Bijlage 4 Voorbeeld bestektekst Het werk dient te worden aangemerkt/uitgevoerd als leerlingbouwplaats/reguliere opleidingsplaats. Deze verplichting geldt zowel voor de aannemer als ook voor zijn onderaannemers. Op een leerlingbouwplaats/reguliere opleidingsplaats worden leerlingen geplaatst die in het kader van hun opleiding en onder leiding van een gecertificeerde leermeester, alle bouwkundige of infra werkzaamheden uitvoeren.
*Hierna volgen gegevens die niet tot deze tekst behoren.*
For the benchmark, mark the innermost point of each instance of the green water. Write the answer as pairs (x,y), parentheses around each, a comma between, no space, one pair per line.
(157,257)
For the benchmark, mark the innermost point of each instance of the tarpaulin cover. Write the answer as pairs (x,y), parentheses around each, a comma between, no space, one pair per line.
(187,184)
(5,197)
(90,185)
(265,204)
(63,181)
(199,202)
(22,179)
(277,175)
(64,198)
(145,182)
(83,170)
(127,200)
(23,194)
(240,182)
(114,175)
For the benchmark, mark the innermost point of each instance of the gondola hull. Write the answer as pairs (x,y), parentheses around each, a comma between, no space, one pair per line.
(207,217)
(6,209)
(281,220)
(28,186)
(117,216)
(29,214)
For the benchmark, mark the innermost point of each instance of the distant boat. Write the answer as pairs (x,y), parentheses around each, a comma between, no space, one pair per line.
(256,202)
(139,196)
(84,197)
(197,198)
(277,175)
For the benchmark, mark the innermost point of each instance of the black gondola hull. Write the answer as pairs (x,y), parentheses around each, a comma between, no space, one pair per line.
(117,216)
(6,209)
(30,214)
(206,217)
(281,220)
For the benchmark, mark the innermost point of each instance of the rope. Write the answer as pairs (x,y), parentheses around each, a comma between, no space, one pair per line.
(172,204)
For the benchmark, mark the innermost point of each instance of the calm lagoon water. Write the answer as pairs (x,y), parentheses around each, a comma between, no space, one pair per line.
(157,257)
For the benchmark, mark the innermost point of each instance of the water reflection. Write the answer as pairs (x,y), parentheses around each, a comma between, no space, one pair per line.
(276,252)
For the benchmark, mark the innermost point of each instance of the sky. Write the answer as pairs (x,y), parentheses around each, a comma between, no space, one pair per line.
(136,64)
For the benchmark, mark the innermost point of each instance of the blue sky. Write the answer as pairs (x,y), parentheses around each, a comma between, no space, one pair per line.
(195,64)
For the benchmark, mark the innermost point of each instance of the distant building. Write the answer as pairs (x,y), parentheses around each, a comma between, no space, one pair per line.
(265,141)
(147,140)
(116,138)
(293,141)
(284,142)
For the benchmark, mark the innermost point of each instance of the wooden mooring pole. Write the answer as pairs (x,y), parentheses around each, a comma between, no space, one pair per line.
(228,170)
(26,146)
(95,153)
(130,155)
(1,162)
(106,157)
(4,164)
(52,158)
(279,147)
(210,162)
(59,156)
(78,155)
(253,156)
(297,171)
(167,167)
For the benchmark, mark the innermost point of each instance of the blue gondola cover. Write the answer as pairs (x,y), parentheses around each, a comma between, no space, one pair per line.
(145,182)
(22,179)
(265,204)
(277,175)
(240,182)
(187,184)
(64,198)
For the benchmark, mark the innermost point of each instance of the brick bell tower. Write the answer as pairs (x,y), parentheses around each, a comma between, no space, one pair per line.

Hiertoe dient voor de aanvang van het project overleg plaats te vinden met Fundeon (Kenniscentrum Beroepsonderwijs Bedrijfsleven Bouw en Infra) In dit overleg wordt de regelgeving over leerlingbouwplaatsen/reguliere opleidingsplaatsen besproken en wordt de erkenning aangevraagd. Voor zover er bij de aannemer en/of zijn onderaannemers onvoldoende leerlingen beschikbaar zijn, worden de overige leerlingen betrokken van het regionale opleidingsbedrijf in het gebied. De leerlinggroep wordt samengesteld vanuit de verschillende niveaus van de beroepsopleiding.